US shares closed lower as the tech selloff on the Nasdaq continued and data in Europe and China disappointed.
At the closing bell, the Dow Jones Industrial Average was down 26.01 points, or 0.16%, to 16,276.69.
The broad-based S&P 500 lost 8.96 points, or 0.48%, to 1,857.44, while the Nasdaq Composite fell 50.40 points, or 1.18%, to 4,226.38.
It is the second successive trading day that the Nasdaq has slipped 1% or more.
The weakness on the tech-heavy index was largely driven by Facebook (down 4.7%), Tesla (-3.8%), Netflix (-6.7%), Twitter (-4.2%) and Google (-2.1%). Apple bucked the trend among major contributors to the index by rising 1.1%.
Among the issues on the agenda for investors were weaker-than-expected manufacturing data out of the eurozone and China and the ongoing crisis in Ukraine.
In late morning trade it appeared as if investors were happy to use soft data in China and Europe to engage in profit taking, though markets began bouncing off lows around midday in the US.
A fresh fall in the HSBC/Markit China flash PMI -- to its lowest level since July 2013 -- was largely a blow to confidence, though it has spurred predictions Beijing will soon deliver more stimulus to the economy.

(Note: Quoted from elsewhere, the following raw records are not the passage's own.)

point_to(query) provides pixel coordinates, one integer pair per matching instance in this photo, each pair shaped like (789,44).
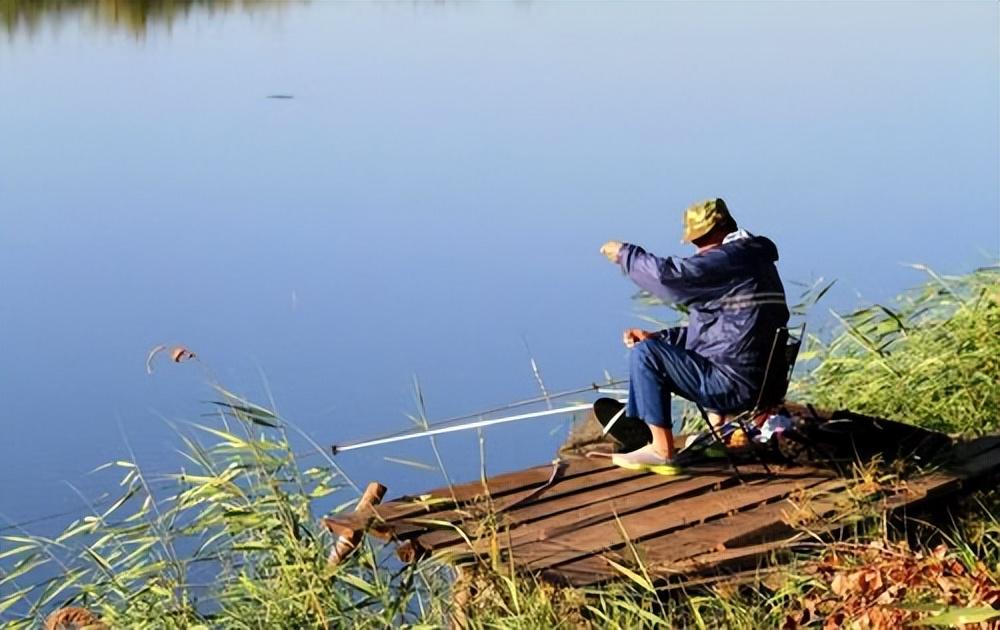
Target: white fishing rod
(399,437)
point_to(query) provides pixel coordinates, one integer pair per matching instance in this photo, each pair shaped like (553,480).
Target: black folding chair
(777,374)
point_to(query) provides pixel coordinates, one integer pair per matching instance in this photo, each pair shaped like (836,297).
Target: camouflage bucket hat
(700,218)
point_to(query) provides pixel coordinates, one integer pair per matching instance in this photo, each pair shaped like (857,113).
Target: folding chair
(777,374)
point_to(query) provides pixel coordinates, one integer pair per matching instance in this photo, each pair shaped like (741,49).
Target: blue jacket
(734,294)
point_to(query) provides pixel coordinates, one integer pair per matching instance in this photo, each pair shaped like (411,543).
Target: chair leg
(753,445)
(718,440)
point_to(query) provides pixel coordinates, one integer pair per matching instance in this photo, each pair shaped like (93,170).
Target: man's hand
(633,336)
(611,250)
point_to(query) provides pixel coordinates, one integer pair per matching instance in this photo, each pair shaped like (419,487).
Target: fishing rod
(438,429)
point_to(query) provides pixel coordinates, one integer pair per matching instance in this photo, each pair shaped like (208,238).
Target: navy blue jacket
(734,294)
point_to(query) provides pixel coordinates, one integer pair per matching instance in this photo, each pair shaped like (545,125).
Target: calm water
(434,194)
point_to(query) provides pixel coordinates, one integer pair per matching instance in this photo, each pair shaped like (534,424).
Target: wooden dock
(579,520)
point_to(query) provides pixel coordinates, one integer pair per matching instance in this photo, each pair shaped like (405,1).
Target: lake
(325,200)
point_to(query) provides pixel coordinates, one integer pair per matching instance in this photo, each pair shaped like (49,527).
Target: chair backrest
(780,363)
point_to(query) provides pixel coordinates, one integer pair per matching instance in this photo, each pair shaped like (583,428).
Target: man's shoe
(645,458)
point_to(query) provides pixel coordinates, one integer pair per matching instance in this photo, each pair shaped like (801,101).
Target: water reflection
(133,16)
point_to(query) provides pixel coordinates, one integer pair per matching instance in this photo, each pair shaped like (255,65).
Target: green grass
(233,540)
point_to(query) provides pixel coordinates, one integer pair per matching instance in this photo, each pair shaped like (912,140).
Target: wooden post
(347,543)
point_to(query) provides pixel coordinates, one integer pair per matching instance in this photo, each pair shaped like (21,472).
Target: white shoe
(645,458)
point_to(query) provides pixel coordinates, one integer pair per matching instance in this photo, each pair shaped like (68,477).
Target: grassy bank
(233,539)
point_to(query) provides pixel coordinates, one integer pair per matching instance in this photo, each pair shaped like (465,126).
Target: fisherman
(735,302)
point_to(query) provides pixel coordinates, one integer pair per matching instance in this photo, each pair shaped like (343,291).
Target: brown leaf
(180,353)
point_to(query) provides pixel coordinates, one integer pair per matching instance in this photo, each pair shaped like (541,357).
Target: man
(736,303)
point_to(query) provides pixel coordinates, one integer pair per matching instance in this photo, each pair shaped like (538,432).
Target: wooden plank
(444,498)
(767,522)
(649,522)
(515,505)
(652,513)
(981,457)
(581,496)
(535,520)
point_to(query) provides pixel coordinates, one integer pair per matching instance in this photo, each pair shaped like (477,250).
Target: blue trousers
(658,368)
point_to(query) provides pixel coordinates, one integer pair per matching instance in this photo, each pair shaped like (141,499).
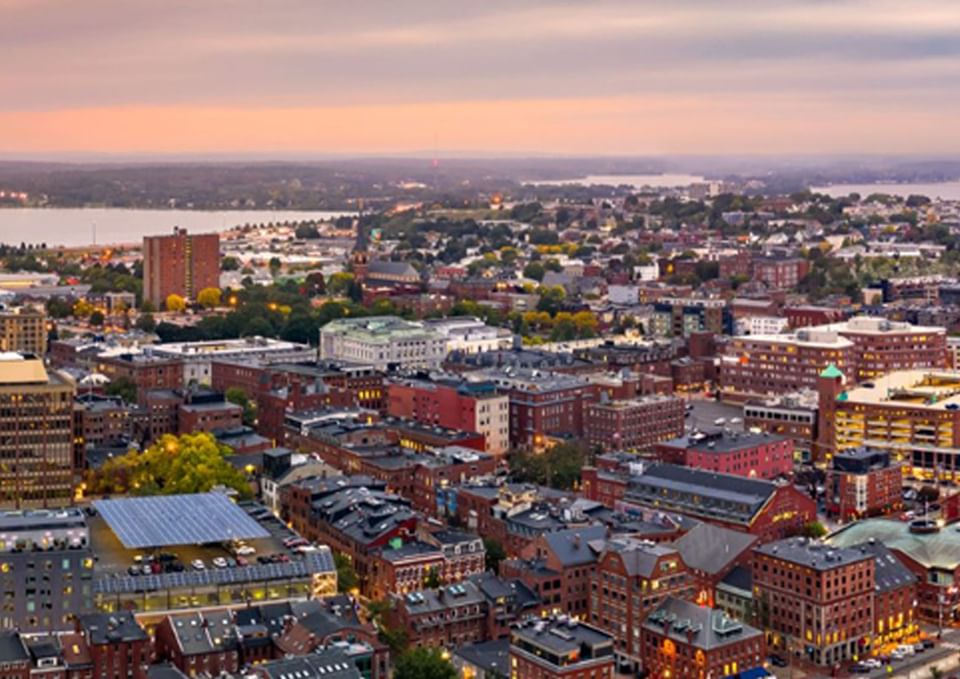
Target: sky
(637,77)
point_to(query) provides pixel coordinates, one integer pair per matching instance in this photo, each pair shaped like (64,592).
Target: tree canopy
(191,463)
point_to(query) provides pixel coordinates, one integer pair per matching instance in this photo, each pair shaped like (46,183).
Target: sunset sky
(295,77)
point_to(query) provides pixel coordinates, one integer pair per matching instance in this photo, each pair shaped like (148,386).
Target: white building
(761,325)
(198,357)
(471,335)
(383,342)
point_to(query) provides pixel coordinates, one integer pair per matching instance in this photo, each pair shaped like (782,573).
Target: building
(560,647)
(557,567)
(199,643)
(179,264)
(790,415)
(118,645)
(454,404)
(471,335)
(681,317)
(635,423)
(543,404)
(763,508)
(683,639)
(816,599)
(913,414)
(631,578)
(23,330)
(197,357)
(46,569)
(36,433)
(863,482)
(385,342)
(757,456)
(757,366)
(780,273)
(927,551)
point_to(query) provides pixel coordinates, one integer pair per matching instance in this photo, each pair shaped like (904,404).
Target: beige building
(36,433)
(23,329)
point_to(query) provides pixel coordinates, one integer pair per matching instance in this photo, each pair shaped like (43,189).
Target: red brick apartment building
(455,404)
(687,641)
(560,648)
(635,423)
(632,578)
(757,456)
(863,482)
(817,598)
(179,264)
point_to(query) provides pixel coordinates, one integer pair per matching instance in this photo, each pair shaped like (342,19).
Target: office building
(23,330)
(384,342)
(816,599)
(179,264)
(36,433)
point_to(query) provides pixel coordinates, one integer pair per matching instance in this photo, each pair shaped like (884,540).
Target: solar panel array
(318,562)
(169,520)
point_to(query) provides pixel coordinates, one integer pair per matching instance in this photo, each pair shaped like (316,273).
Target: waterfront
(104,226)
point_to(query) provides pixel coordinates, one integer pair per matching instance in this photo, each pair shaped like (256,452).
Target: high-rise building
(23,329)
(179,264)
(36,433)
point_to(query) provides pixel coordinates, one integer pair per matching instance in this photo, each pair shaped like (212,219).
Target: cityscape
(480,342)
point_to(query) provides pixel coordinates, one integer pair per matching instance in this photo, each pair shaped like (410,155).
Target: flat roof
(168,520)
(923,388)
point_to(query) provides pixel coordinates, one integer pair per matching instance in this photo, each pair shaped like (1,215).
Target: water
(75,227)
(944,190)
(637,181)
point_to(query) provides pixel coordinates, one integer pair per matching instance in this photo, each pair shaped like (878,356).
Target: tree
(123,387)
(347,579)
(534,270)
(209,297)
(191,463)
(495,554)
(176,303)
(424,663)
(238,396)
(146,322)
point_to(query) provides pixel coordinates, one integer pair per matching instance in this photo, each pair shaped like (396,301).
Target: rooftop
(813,553)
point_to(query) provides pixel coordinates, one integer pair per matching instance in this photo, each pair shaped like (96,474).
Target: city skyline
(867,76)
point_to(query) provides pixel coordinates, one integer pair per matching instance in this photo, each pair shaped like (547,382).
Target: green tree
(209,297)
(424,663)
(347,579)
(534,270)
(191,463)
(123,387)
(238,396)
(146,322)
(495,554)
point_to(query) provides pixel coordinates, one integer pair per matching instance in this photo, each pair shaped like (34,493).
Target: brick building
(179,264)
(560,648)
(816,599)
(863,482)
(684,640)
(757,456)
(635,423)
(631,578)
(455,404)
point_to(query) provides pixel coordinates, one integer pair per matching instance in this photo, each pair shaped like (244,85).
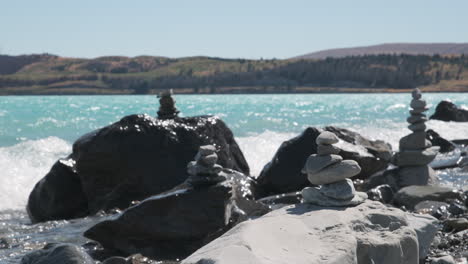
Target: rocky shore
(179,190)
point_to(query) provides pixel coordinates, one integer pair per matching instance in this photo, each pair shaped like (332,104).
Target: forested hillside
(47,74)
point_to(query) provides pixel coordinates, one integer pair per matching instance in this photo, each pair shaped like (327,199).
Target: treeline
(375,71)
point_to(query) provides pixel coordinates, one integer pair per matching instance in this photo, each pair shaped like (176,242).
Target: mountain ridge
(391,48)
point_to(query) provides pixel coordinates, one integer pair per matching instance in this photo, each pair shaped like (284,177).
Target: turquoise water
(68,117)
(37,130)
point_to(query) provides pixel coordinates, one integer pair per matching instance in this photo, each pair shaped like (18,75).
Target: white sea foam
(23,165)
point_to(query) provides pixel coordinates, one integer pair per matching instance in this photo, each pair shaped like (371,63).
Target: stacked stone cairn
(416,152)
(331,174)
(167,109)
(204,170)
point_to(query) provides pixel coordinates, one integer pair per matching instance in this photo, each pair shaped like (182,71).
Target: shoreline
(225,91)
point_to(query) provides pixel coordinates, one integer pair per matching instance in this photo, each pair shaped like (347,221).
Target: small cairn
(416,152)
(167,109)
(330,172)
(204,170)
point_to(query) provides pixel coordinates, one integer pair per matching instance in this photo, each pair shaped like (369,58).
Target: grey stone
(207,150)
(336,172)
(417,127)
(342,190)
(416,119)
(418,104)
(444,260)
(316,163)
(197,169)
(208,160)
(326,138)
(410,196)
(415,141)
(327,150)
(58,253)
(416,93)
(415,157)
(418,111)
(416,175)
(314,195)
(302,234)
(426,229)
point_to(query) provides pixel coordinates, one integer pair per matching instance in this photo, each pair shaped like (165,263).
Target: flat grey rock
(208,160)
(313,195)
(410,196)
(304,233)
(418,104)
(415,141)
(418,111)
(327,150)
(415,157)
(417,127)
(416,119)
(316,163)
(326,138)
(342,190)
(416,93)
(335,173)
(207,150)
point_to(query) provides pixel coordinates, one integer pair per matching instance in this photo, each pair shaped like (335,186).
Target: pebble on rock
(326,138)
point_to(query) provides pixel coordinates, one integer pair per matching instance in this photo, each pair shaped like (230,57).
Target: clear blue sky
(232,29)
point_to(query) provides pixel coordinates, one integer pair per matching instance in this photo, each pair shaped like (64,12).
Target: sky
(250,29)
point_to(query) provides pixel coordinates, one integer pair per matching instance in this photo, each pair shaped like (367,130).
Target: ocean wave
(23,165)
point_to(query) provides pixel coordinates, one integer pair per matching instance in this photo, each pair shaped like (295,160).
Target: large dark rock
(448,111)
(283,173)
(174,224)
(58,195)
(132,159)
(58,253)
(437,140)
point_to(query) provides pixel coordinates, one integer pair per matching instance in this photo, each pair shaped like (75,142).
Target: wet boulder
(174,224)
(129,160)
(284,174)
(448,111)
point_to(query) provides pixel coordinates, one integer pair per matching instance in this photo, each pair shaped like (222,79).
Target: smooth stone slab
(417,127)
(342,190)
(418,111)
(417,175)
(415,157)
(207,150)
(416,119)
(313,195)
(326,138)
(418,104)
(415,141)
(208,160)
(416,93)
(315,162)
(196,169)
(327,150)
(336,172)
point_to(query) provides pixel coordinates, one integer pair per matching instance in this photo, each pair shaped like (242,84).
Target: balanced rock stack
(416,152)
(204,170)
(167,109)
(330,172)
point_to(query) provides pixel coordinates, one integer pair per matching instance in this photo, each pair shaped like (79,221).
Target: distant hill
(49,74)
(392,48)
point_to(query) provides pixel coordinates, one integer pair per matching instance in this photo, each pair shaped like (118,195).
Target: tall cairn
(331,174)
(416,152)
(167,109)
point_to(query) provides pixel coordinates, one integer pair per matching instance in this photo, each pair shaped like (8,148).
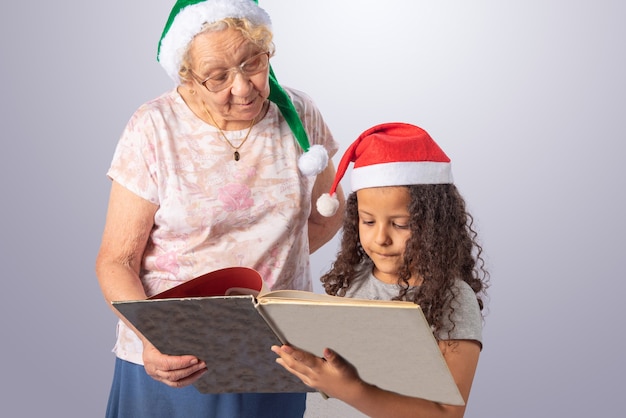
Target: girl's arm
(337,378)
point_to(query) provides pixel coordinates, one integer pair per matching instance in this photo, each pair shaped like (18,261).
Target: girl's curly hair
(443,247)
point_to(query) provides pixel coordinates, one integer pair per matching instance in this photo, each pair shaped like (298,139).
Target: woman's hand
(174,371)
(332,375)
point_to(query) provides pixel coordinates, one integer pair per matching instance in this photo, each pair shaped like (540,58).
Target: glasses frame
(238,68)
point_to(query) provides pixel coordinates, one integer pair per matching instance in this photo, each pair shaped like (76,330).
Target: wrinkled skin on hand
(174,371)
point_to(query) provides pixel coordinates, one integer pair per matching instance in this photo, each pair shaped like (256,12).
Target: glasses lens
(255,64)
(249,67)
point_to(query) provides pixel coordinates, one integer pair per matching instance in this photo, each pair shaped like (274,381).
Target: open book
(228,319)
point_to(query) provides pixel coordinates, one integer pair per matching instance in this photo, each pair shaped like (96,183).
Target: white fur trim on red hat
(401,173)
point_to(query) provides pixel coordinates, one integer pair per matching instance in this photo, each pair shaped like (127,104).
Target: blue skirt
(134,394)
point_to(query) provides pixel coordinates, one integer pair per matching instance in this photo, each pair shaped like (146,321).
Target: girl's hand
(332,375)
(174,371)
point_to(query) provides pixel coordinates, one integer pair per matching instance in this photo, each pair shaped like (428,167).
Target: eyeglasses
(225,78)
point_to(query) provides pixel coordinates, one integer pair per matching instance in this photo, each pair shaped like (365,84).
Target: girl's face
(384,228)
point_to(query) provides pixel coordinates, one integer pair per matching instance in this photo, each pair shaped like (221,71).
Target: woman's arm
(127,228)
(321,228)
(337,378)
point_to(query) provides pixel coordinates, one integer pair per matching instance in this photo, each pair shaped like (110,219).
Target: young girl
(407,236)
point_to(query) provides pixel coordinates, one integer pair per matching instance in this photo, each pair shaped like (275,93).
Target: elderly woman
(219,171)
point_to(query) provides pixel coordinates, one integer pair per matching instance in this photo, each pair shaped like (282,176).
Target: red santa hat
(391,154)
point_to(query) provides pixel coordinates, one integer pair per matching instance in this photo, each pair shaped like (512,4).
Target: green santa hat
(187,19)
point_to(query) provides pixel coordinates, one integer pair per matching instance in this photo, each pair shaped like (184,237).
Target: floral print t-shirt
(215,212)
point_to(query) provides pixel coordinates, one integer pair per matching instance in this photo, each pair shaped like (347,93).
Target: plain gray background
(528,98)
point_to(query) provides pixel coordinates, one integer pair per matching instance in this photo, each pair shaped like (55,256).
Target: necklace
(235,149)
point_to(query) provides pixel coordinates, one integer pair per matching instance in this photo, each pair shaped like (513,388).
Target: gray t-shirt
(468,321)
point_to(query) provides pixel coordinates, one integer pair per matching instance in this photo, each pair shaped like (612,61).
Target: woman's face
(384,228)
(215,52)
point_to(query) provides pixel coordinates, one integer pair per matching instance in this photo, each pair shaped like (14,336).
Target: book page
(390,343)
(303,297)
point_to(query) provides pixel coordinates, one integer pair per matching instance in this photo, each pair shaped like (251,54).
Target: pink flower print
(235,197)
(168,262)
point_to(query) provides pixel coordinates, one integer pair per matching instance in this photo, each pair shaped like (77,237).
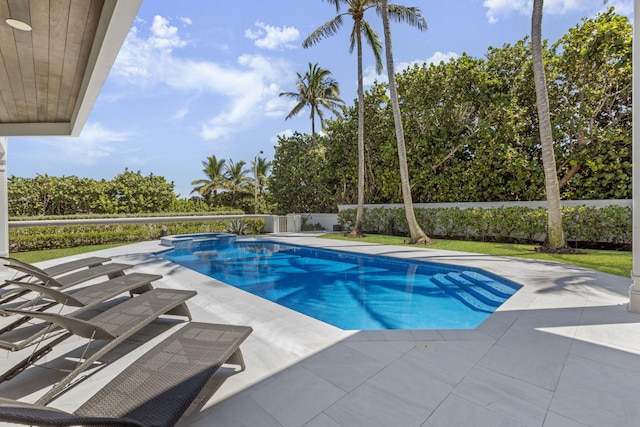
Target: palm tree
(356,9)
(260,167)
(316,89)
(413,16)
(555,239)
(237,179)
(214,171)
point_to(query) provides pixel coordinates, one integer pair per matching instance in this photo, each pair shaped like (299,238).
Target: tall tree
(356,10)
(415,18)
(555,239)
(260,167)
(317,90)
(214,171)
(237,179)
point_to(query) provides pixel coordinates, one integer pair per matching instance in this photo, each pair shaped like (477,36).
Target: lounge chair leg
(181,310)
(237,359)
(32,358)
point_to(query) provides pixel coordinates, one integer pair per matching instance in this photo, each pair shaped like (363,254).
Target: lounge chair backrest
(156,389)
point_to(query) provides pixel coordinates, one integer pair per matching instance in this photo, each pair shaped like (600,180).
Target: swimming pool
(354,291)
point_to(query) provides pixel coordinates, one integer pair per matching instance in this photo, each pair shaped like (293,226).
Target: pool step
(502,289)
(486,295)
(452,288)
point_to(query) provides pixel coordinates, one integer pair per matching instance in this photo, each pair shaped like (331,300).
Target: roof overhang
(50,77)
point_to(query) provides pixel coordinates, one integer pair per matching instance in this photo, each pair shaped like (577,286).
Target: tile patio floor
(563,351)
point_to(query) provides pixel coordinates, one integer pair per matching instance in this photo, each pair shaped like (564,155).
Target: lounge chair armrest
(76,326)
(54,294)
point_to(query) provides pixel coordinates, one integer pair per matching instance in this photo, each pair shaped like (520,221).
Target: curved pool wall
(197,242)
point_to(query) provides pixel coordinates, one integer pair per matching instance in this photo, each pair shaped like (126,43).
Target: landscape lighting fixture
(18,25)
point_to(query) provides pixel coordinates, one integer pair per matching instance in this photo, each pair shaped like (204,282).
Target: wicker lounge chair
(113,325)
(58,269)
(156,389)
(110,270)
(84,298)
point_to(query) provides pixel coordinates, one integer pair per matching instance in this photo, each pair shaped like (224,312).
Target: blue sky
(198,77)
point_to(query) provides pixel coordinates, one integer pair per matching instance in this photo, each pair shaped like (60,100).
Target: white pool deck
(563,351)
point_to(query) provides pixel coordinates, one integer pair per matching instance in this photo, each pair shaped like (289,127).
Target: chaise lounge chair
(110,270)
(156,389)
(84,298)
(113,325)
(58,269)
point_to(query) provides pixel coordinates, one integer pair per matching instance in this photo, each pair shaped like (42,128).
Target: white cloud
(273,38)
(95,142)
(497,9)
(249,89)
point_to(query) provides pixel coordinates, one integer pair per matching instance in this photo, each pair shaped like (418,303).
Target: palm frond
(327,29)
(411,15)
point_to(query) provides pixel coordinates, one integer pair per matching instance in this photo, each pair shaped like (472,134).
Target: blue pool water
(353,291)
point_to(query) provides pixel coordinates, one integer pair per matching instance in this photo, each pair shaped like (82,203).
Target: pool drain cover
(426,346)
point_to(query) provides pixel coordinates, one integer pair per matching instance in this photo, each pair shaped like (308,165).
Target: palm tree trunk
(555,236)
(418,236)
(313,126)
(357,229)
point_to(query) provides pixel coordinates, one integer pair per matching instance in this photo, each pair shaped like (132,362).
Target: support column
(634,290)
(4,197)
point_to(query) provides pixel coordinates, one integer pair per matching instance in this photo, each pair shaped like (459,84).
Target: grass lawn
(612,262)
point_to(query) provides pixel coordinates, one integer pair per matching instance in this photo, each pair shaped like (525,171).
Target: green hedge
(610,224)
(34,238)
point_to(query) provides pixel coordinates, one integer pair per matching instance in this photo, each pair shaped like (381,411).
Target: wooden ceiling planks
(41,70)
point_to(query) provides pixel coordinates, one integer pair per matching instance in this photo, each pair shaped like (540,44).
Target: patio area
(563,351)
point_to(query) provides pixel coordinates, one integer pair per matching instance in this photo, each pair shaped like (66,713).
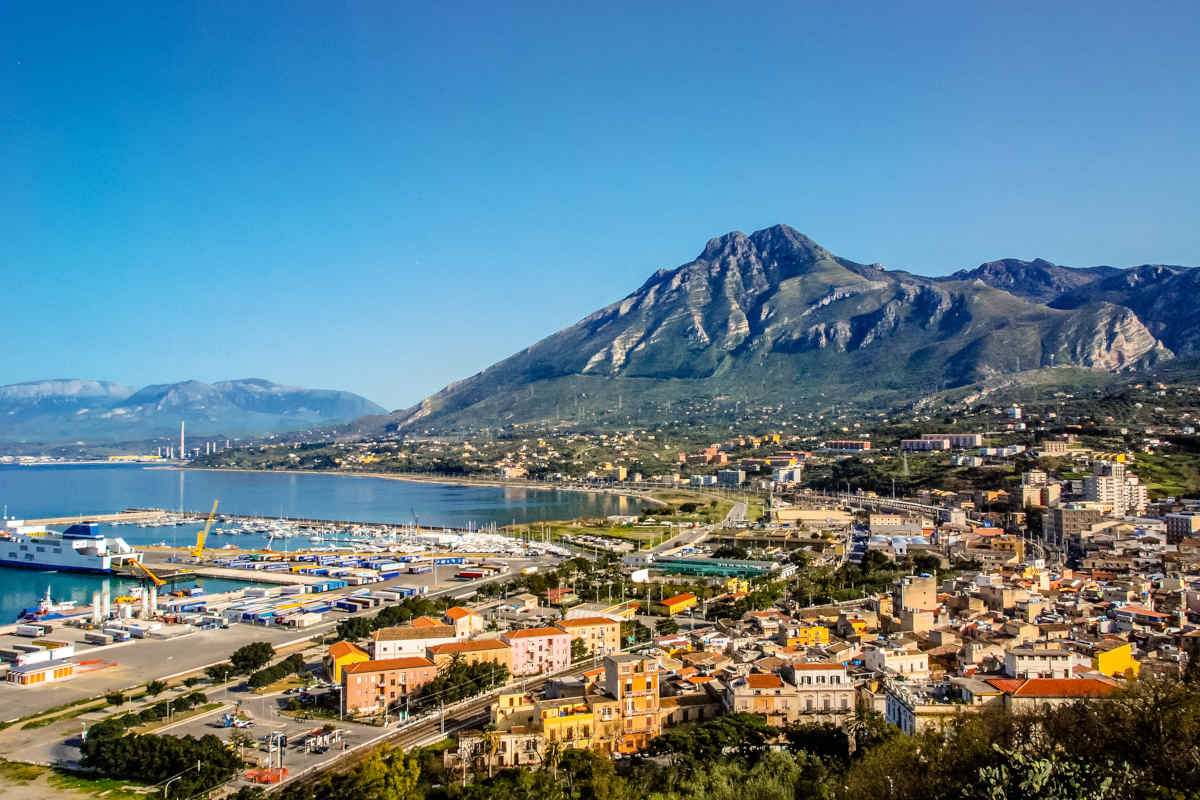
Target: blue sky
(385,197)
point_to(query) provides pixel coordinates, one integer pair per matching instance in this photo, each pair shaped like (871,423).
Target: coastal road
(693,536)
(132,663)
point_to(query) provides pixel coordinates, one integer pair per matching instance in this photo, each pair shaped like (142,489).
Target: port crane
(201,535)
(148,573)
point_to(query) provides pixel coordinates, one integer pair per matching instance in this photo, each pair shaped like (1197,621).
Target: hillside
(95,410)
(775,318)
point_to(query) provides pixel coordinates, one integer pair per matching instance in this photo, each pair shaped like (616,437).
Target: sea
(77,489)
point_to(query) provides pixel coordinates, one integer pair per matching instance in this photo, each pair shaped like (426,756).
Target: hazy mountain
(95,410)
(775,316)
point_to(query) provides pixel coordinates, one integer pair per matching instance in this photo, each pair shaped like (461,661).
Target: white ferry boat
(79,548)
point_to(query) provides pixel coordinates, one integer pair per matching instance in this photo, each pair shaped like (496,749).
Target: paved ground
(133,663)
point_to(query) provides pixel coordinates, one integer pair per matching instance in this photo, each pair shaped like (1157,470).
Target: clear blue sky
(385,197)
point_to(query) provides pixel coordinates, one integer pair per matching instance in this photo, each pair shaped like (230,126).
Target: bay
(69,489)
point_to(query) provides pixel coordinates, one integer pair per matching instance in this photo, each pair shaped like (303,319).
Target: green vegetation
(149,758)
(1140,745)
(268,675)
(459,681)
(252,656)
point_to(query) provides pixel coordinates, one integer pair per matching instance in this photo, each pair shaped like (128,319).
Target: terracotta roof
(408,632)
(342,649)
(1055,686)
(473,645)
(531,632)
(765,681)
(587,621)
(412,662)
(819,666)
(1140,611)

These expectations helped push the Australian dollar to its highest level of 2014 overnight.
In US economic news, an early reading showed US factory expansion decelerated slightly in March, but managed to hold on to last month's sharp pickup in orders and output.
In Europe, PMI data also fell short of expectations, raising doubts about the strength of the economic recovery in the region. The fall was, however, a minor one, with the index remaining at a level indicating an expanding economy.
In political news, the standoff between Russia and the West continued as US President Barack Obama pushed allies to enforce further sanctions. Meanwhile, Ukraine ordered its military to exit their posts in the contested region of Crimea.